How to call remote GreatAI instances#

Microservices architecture (or SOA) work well with ML applications. This is because their interfaces are usually very narrow, while the functionality provided is quite comprehensive. Hence, drawing the boundaries of responsibilities is more straightforward in the case of ML services than in the case of more traditional business applications. For this reason, it is common to have a tree of models (preferably wrapped in GreatAI instances) communicating with each other.

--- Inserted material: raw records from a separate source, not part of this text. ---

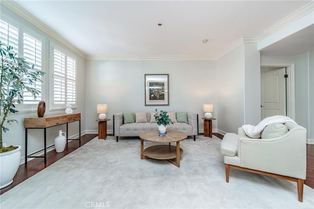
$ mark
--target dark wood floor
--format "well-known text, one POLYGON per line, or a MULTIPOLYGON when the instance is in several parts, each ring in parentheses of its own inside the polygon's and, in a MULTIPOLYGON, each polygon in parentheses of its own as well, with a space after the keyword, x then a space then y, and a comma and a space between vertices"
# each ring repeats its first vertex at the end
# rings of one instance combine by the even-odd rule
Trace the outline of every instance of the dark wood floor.
MULTIPOLYGON (((81 137, 81 143, 83 145, 95 138, 98 134, 85 134, 81 137)), ((213 135, 222 139, 223 136, 217 133, 213 133, 213 135)), ((122 142, 120 142, 122 143, 122 142)), ((78 141, 74 140, 69 142, 68 147, 64 151, 57 153, 52 150, 47 153, 47 163, 44 164, 43 158, 35 158, 27 162, 27 165, 25 164, 20 166, 18 172, 14 177, 13 183, 6 187, 0 190, 0 194, 2 194, 11 189, 19 183, 24 182, 31 176, 39 172, 47 167, 61 159, 69 153, 78 148, 78 141)), ((307 145, 307 179, 305 181, 306 185, 314 189, 314 145, 307 145)), ((222 174, 225 175, 225 174, 222 174)))

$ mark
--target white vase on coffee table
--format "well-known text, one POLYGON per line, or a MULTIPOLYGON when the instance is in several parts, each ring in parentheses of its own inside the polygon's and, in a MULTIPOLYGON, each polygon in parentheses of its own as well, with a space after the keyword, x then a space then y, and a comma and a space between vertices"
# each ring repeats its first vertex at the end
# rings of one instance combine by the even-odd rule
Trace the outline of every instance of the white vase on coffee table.
POLYGON ((164 126, 161 124, 160 126, 158 126, 158 130, 160 133, 164 133, 167 130, 167 126, 164 126))

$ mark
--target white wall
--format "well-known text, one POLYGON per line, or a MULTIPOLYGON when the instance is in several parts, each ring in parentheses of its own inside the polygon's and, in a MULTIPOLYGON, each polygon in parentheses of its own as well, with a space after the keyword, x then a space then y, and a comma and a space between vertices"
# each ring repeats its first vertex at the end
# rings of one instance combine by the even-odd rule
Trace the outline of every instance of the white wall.
MULTIPOLYGON (((43 31, 35 27, 29 23, 20 18, 19 16, 12 12, 4 6, 1 6, 1 15, 8 15, 11 18, 13 18, 20 23, 23 24, 31 30, 39 33, 44 38, 43 43, 43 70, 46 73, 43 78, 43 100, 45 101, 46 108, 45 115, 56 115, 64 113, 64 110, 59 111, 49 111, 49 41, 53 40, 55 43, 60 44, 57 41, 53 40, 51 37, 43 31)), ((65 48, 64 46, 60 46, 65 48)), ((77 82, 78 82, 78 108, 74 109, 74 113, 81 113, 81 130, 85 130, 85 59, 79 56, 76 52, 71 51, 68 49, 65 49, 70 51, 77 56, 77 82)), ((65 106, 64 107, 65 109, 65 106)), ((21 162, 24 162, 25 156, 25 130, 24 127, 24 119, 25 118, 37 117, 37 109, 33 109, 27 112, 20 112, 18 114, 10 115, 8 119, 14 119, 19 122, 18 124, 12 123, 11 125, 7 126, 10 131, 4 133, 3 136, 3 142, 7 145, 16 145, 22 146, 21 162)), ((69 136, 78 135, 78 122, 69 124, 69 136)), ((62 129, 63 131, 66 130, 65 125, 58 126, 53 128, 48 128, 47 131, 47 145, 53 144, 54 138, 58 135, 58 130, 62 129)), ((29 130, 28 134, 28 154, 29 155, 44 148, 44 130, 29 130)))
MULTIPOLYGON (((199 114, 201 124, 203 104, 214 104, 217 117, 215 61, 113 61, 87 60, 86 130, 98 130, 97 104, 108 104, 107 122, 112 133, 112 116, 120 112, 188 111, 199 114), (145 106, 144 74, 169 74, 169 106, 145 106)), ((213 129, 217 123, 213 123, 213 129)))
POLYGON ((244 124, 261 121, 261 54, 256 44, 244 44, 244 124))
POLYGON ((261 121, 260 54, 257 44, 244 43, 218 60, 219 132, 237 132, 243 124, 261 121))
POLYGON ((218 60, 218 116, 219 132, 237 132, 244 122, 244 45, 218 60))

Although regular HTTP POST requests could be sent to each service's /predict endpoint, great-ai comes with two convenience functions: call_remote_great_ai and call_remote_great_ai_async to wrap this request. These provide you with some level of robustness and deserialisation.

Inside notebooks

The async variant, call_remote_great_ai_async, requires a running event loop while the synchronous variant disallows other running event-loops. Therefore, when running inside a Jupyter Notebook, always call call_remote_great_ai_async.

Simple example#

Let's create two processes: a server and a client.

Server#

server.py
from great_ai import GreatAI
from asyncio import sleep

@GreatAI.create
async def slow_greeter(your_name):
    await sleep(2)
    return f'Hi {your_name}!'

Run this in development mode by executing great-ai server.py or python3 -m great_ai server.py if you're on Windows and great-ai is not in your PATH.

Client#

client.py
from great_ai import call_remote_great_ai

names = ['Olivér', 'Balázs', 'András']

results = [
    call_remote_great_ai(
        'http://localhost:6060',
        {
            'your_name': name
        }
    ).output #(1)
    for name in names
]

print(results)
  1. Only return the outputs, so we don't clutter up the terminal.

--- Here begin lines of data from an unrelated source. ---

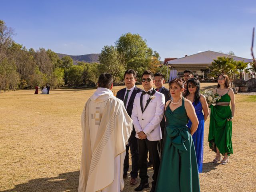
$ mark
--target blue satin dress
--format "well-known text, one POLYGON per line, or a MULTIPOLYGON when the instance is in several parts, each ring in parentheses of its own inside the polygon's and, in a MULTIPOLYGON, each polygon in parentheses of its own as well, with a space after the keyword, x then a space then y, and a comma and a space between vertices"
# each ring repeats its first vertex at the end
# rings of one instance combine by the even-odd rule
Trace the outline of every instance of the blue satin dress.
MULTIPOLYGON (((202 112, 203 108, 200 101, 195 105, 195 102, 193 102, 193 106, 195 108, 197 118, 198 119, 199 124, 197 130, 192 136, 194 144, 196 150, 196 160, 198 168, 198 172, 202 173, 203 169, 203 159, 204 155, 204 118, 202 112)), ((190 128, 192 123, 190 119, 187 125, 190 128)))

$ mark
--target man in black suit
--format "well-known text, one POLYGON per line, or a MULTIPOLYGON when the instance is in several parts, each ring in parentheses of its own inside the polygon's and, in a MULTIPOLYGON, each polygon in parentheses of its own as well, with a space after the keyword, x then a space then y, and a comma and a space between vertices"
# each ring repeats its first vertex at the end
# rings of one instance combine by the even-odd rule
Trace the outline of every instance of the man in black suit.
MULTIPOLYGON (((128 69, 124 72, 124 84, 126 88, 118 91, 116 97, 124 102, 127 113, 131 117, 133 106, 133 102, 136 94, 142 91, 142 90, 135 86, 137 80, 136 72, 133 70, 128 69)), ((135 185, 138 183, 138 172, 139 170, 139 153, 138 148, 136 132, 133 126, 132 134, 129 139, 129 144, 126 146, 126 153, 124 162, 124 178, 127 178, 127 172, 129 169, 129 147, 132 155, 132 171, 130 185, 135 185)))
MULTIPOLYGON (((156 87, 156 90, 164 95, 165 103, 166 103, 167 101, 171 99, 172 96, 171 96, 169 90, 164 86, 164 84, 165 83, 164 75, 162 73, 156 73, 154 75, 154 76, 155 76, 155 85, 156 87)), ((161 126, 162 137, 163 138, 164 138, 164 128, 165 127, 164 116, 163 117, 163 119, 162 119, 162 121, 160 123, 160 126, 161 126)), ((160 140, 160 146, 161 148, 161 152, 162 152, 163 149, 162 139, 161 139, 160 140)))

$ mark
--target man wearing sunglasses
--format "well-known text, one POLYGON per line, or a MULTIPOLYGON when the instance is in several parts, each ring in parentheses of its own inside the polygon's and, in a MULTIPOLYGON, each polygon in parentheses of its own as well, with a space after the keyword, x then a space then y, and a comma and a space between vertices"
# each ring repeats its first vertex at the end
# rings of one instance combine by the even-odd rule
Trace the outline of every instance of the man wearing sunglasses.
POLYGON ((160 164, 159 141, 162 139, 160 122, 164 116, 164 95, 153 88, 155 83, 154 74, 145 71, 142 82, 144 90, 137 93, 133 103, 132 118, 136 131, 139 150, 139 167, 140 183, 134 189, 140 191, 148 187, 147 158, 149 152, 153 163, 154 174, 152 188, 154 191, 160 164))

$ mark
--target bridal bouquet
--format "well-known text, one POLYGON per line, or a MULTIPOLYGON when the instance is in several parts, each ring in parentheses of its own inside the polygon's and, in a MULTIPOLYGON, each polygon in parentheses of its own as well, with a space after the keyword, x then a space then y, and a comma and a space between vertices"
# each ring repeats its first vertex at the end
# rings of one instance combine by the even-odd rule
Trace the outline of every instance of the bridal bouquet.
POLYGON ((214 104, 216 101, 220 99, 220 96, 219 96, 218 94, 214 93, 212 91, 210 90, 205 90, 201 92, 201 93, 205 97, 208 106, 214 104))

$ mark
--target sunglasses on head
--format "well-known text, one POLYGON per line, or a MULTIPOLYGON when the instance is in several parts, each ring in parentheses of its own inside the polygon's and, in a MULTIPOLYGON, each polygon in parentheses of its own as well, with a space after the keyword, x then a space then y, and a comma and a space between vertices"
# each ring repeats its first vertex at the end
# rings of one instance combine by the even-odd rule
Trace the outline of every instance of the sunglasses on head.
POLYGON ((195 85, 188 85, 188 88, 195 88, 196 87, 196 86, 195 85))
POLYGON ((147 78, 146 79, 145 78, 143 78, 142 80, 141 81, 144 82, 146 80, 148 82, 150 82, 152 80, 152 79, 150 79, 150 78, 147 78))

Run this script as a regular Python script by executing python3 client.py.

screenshot of result

As you can see, everything worked as expected. There is one way to improve it, though.

An async example#

Let's send multiple requests simultaneously to speed up the overall execution time. To do this, we will use the call_remote_great_ai_async function.

Why is this possible?

Note that in server.py, the inference function is declared async. This means that multiple "copies" of it can run at the same time in the same thread. Since there is no CPU bottleneck, the server has a quite large throughput (requests responded to per second), but its latency will stay around 2 seconds due to the async sleep command.

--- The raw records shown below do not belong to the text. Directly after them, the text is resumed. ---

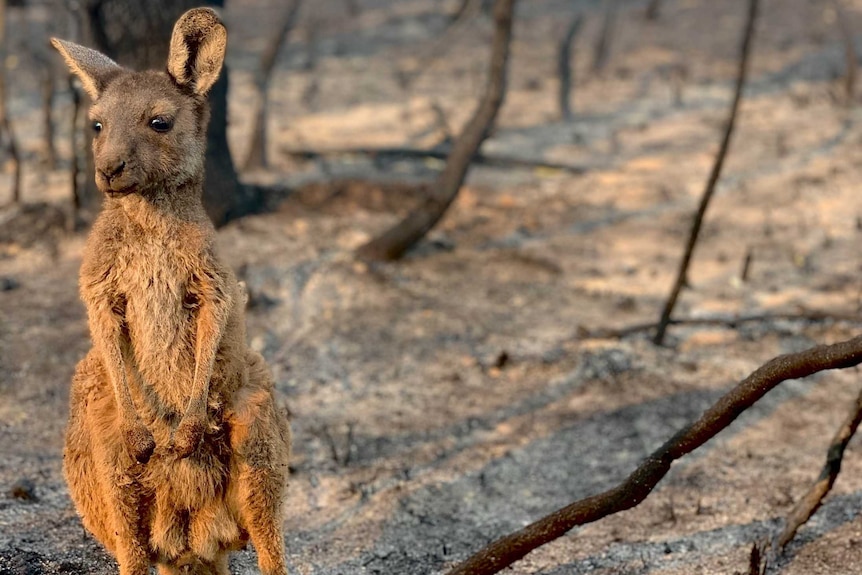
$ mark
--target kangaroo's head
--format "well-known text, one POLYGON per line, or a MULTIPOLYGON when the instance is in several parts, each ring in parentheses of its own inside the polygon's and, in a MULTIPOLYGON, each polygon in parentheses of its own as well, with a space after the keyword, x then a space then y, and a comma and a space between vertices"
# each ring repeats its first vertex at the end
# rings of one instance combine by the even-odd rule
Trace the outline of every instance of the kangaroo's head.
POLYGON ((174 26, 164 72, 133 72, 95 50, 51 39, 93 100, 96 185, 110 197, 170 194, 203 181, 207 93, 218 79, 227 31, 195 8, 174 26))

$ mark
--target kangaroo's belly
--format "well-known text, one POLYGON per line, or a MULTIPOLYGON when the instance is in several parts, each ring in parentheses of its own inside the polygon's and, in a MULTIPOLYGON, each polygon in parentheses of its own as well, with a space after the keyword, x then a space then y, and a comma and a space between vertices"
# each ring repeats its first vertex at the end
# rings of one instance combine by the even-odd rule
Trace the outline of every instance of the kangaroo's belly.
POLYGON ((186 556, 211 560, 240 547, 236 488, 231 484, 226 438, 211 437, 193 456, 154 456, 140 478, 151 493, 150 547, 162 560, 177 564, 186 556))

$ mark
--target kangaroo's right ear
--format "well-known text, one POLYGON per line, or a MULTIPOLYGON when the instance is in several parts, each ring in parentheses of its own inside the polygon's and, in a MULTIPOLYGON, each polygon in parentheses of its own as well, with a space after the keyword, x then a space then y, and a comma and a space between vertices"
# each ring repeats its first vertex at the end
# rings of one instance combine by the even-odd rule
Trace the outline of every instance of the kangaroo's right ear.
POLYGON ((93 100, 99 98, 111 78, 122 70, 119 64, 101 52, 74 42, 51 38, 51 44, 60 52, 69 69, 81 80, 84 91, 93 100))

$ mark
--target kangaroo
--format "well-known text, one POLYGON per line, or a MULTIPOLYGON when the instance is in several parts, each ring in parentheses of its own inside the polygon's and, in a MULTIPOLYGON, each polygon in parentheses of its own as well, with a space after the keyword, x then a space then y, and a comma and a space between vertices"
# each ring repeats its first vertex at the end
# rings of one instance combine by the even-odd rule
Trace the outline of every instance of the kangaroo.
POLYGON ((228 575, 249 539, 265 575, 286 575, 290 430, 201 199, 225 27, 186 12, 165 72, 51 42, 93 100, 106 196, 81 264, 93 345, 72 379, 63 462, 78 513, 120 575, 228 575))

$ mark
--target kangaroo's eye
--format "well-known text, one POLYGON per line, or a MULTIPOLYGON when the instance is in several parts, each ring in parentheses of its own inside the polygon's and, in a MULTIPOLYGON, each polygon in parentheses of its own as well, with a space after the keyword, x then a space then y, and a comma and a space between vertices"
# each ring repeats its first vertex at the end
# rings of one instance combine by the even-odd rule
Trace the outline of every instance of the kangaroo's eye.
POLYGON ((164 116, 156 116, 150 120, 150 127, 156 132, 163 134, 174 127, 174 121, 164 116))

If your great-ai server is not async, higher throughput can be achieved by running multiple instances of it, either manually or by running it with multiple uvicorn workers like this: ENVIRONMENT=production great-ai server.py --worker_count 4

Async client#

async-client.py
from great_ai import call_remote_great_ai_async
import asyncio

names = ['Olivér', 'Balázs', 'András']

async def main():
    futures = [
        call_remote_great_ai_async(
            'http://localhost:6060',
            {
                'your_name': name
            }
        ) for name in names
    ]

    results = await asyncio.gather(*futures)
    print([r.output for r in results])

asyncio.run(main())

Replace client.py with this async client. Note that although async support is significantly more streamlined in recent Python versions, it still requires a bit more boilerplate than its synchronous counterpart.

screenshot of result

This also works and might be considerably quicker in some use cases.